FIG. 2 is a graph showing the relationship between the reciprocal of elapsed time (1 / t) and the value of 100 / (100−R). The black circles shown in FIG. 2 are measured values. The measured value (black circle) is calculated by substituting the resistance change rate R _r calculated based on the equation (3) for R of 100 / (100−R). The resistance change rate R _r calculated from the equation (3) changes according to the elapsed time t.

  Formula (4) is represented by the straight line shown in FIG. Since Equation (4) is a linear function of 1 / t, if the vertical axis is 100 (100-R) and the horizontal axis is 1 / t, Equation (4) is a straight line. Is done.

As shown in FIG. 2, the estimated straight line represented by the equation (4) matches the measured value (black circle), and even if the equation (4) is used, the elapsed time t is similar to the equation (1).

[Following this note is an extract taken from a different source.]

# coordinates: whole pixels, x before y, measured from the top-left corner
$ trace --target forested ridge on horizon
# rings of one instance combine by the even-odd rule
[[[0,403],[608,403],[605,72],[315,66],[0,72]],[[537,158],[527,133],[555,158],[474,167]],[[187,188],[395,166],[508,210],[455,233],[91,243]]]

The resistance change rate R _r corresponding to can be estimated.

At different elapsed times from one another, by measuring the resistance change rate R _r of the secondary battery, in the coordinate system shown in FIG. 2, it is possible to plot the two measurements. If a straight line that passes through the two measured values is determined, the slope of the straight line has a value of 1 / xk in equation (4), and the intercept of the straight line has a value of 1 / x in equation (4). Therefore, the constants x and k can be calculated from the slope and intercept of the straight line. The constants x and k can be specified in advance by experiments, or can be specified while the secondary battery is used.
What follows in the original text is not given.